Crucially, Romulus’s attitude towards others expresses his love for them rather than his view of how they behave at a given moment. For instance, it is his ability to love while suffering that also enables him to endure injuries without becoming bitter. We sometimes see Romulus very angry. At one point in the story he is so jealous and bewildered that he is almost driven to violence. But Romulus is not judgemental or moralistic. While, as Coetzee writes, he and his friend Hora seem in some ways like ‘virtuous pagans’, they are not, unlike the heroes in pagan literature, overly concerned with their rights or sense of personal honour. This means that Romulus can continue to help those who have hurt him: Christine after she has left him for Mitru, and Lydia after her betrayal.
By the time he returned to central Victoria to write Romulus, My Father, Gaita was established as a scholar, philosopher, and public figure.
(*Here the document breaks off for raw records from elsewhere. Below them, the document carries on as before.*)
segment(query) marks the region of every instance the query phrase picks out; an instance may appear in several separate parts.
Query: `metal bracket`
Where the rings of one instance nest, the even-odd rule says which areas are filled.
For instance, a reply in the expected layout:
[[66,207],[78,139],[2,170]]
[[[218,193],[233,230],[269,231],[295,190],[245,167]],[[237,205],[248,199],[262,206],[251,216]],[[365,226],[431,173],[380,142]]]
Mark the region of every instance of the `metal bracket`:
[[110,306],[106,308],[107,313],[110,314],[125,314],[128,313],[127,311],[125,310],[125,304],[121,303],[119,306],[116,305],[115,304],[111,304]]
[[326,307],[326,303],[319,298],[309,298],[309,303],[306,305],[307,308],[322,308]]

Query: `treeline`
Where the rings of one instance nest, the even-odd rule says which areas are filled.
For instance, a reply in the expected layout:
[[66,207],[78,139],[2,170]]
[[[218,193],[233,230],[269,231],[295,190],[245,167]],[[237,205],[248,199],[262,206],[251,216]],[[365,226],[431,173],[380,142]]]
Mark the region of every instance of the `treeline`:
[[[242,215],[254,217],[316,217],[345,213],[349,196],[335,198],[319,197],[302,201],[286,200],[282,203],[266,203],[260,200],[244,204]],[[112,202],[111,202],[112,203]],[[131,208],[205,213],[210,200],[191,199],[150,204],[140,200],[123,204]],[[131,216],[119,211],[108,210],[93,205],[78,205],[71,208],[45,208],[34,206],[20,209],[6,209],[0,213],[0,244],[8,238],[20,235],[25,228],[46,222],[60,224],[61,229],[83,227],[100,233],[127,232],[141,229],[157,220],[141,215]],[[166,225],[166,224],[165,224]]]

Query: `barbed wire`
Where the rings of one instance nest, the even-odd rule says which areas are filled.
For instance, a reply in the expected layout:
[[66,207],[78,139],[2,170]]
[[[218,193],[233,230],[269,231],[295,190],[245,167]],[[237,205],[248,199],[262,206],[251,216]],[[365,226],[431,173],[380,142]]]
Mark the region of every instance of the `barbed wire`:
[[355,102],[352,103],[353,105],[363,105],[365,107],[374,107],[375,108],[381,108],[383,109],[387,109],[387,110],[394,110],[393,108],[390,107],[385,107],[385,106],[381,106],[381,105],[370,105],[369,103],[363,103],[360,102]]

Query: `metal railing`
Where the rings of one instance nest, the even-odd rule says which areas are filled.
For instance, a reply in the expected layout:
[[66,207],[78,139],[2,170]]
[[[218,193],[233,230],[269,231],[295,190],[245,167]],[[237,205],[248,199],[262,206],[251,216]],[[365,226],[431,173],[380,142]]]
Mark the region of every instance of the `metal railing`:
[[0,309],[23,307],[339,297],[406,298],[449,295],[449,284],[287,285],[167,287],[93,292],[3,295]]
As an academic, he has published extensively in the field of moral philosophy, while also often writing for a broader audience. The great success of Romulus, My Father added a very personal element to his public life. He has also contributed influential works on topics as diverse as torture, multiculturalism, collective responsibility, and higher education. When he was awarded an honorary doctorate from the University of Antwerp, it was with the recognition of his ‘exceptional contribution to contemporary moral philosophy and for his singular contribution to the role of the intellectual in today’s academic world’.
Thus, while Romulus, My Father is not in any sense a theoretical book of moral philosophy, it does state its aims and points of analysis more openly than many memoirs. Today, family memoirs such as this one are typically approached as works of creative non-fiction: that is, as being literary as much as documentary in nature. But viewing Romulus, My Father in this way wouldn’t be quite right, for clearly the aim is to give the reader Romulus the man, not Romulus the character. Thus, while the book does stand apart from Gaita’s philosophical writing, Romulus, My Father is engaged in questions about goodness, love, and ethics as perhaps only someone like Gaita could pose them.
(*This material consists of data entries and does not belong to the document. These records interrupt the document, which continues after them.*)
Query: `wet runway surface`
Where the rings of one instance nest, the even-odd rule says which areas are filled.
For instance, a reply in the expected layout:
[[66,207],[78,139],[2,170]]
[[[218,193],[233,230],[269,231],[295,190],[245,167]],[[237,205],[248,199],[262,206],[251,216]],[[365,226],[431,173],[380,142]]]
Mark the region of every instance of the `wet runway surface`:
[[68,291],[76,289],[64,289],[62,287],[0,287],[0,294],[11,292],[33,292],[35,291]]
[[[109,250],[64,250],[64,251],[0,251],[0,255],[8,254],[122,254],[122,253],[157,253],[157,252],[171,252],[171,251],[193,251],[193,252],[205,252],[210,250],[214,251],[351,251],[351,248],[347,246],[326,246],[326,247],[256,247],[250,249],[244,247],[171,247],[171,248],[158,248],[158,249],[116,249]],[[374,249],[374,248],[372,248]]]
This book shows us what the memoir form is capable of, but also stands apart from other memoirs dealing with similar histories. As well as being unsentimental, Romulus, My Father is distinctive for the author’s insistence on writing only what he remembers. Consequently, the book has relatively little dialogue and relies less on scene-building than other works. A film version of the book, released in 2007, did not take the same approach – there is no voice-over or other framing device to show how Gaita returns to the memories of his youth. In fact, comparing the book and film highlights just how much the book relies on Gaita’s voice. A remarkable feature of Romulus, My Father is that, although it avoids many literary devices and often pauses in order to analyse events at some length, it still remains entirely gripping as a story.
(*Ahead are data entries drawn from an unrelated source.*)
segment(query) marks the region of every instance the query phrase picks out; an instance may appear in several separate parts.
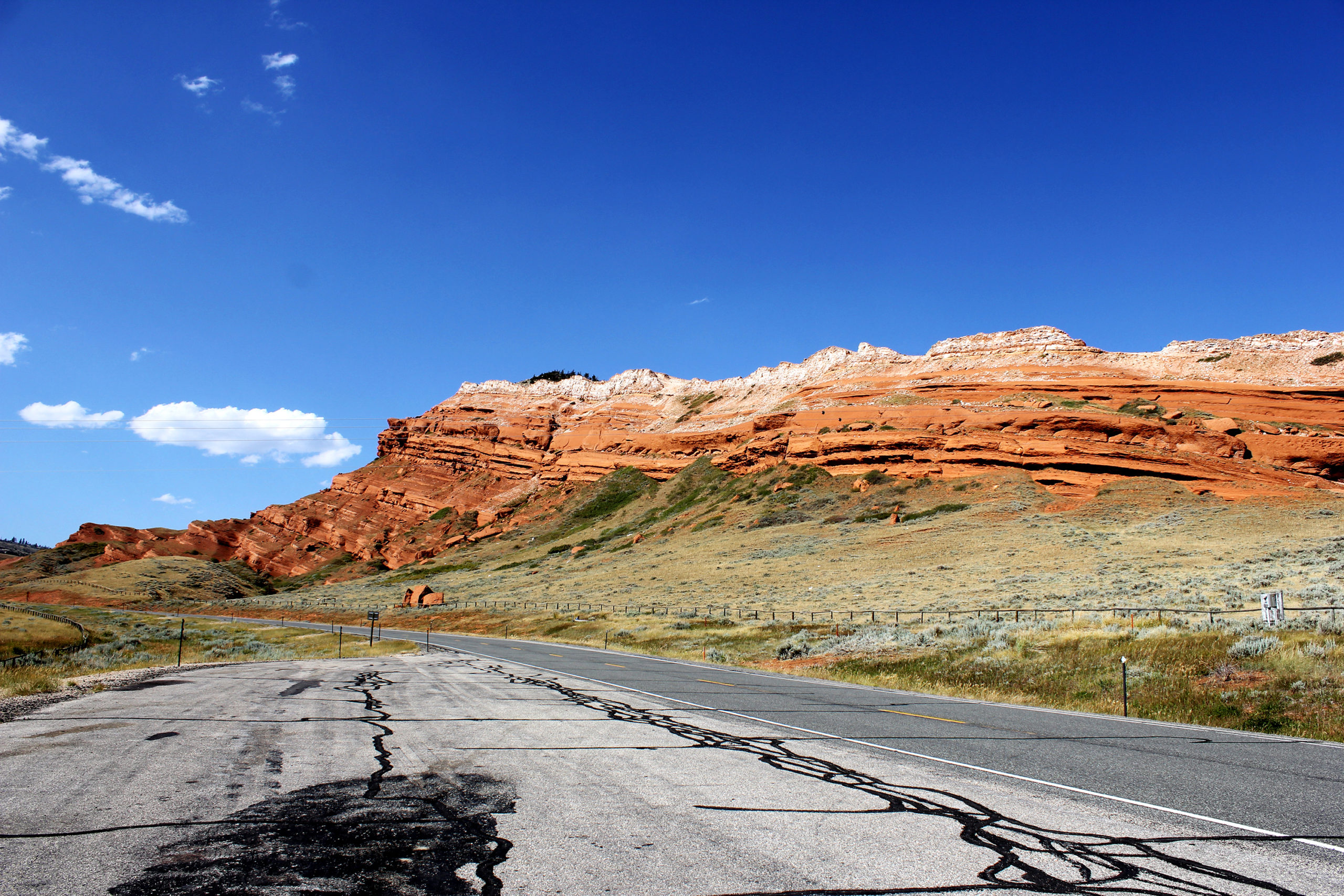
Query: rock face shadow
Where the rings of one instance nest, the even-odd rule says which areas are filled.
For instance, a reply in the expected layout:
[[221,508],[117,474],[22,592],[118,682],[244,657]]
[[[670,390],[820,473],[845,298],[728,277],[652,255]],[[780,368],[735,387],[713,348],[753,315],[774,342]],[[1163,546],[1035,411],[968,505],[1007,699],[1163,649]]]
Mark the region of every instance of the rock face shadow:
[[499,893],[512,844],[493,814],[512,786],[488,775],[355,778],[277,794],[161,848],[113,896]]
Ultimately, it does this by adopting a voice that is true to the relationship that existed between Gaita and his father – true to their bond and to how it is remembered. Romulus, My Father is a study of goodness, of the hardships of life, but most crucially a witness to how a father and son can come together again at the moment they are parted – through the light on the landscape, through their love for those around them, and through their presence in one another’s stories.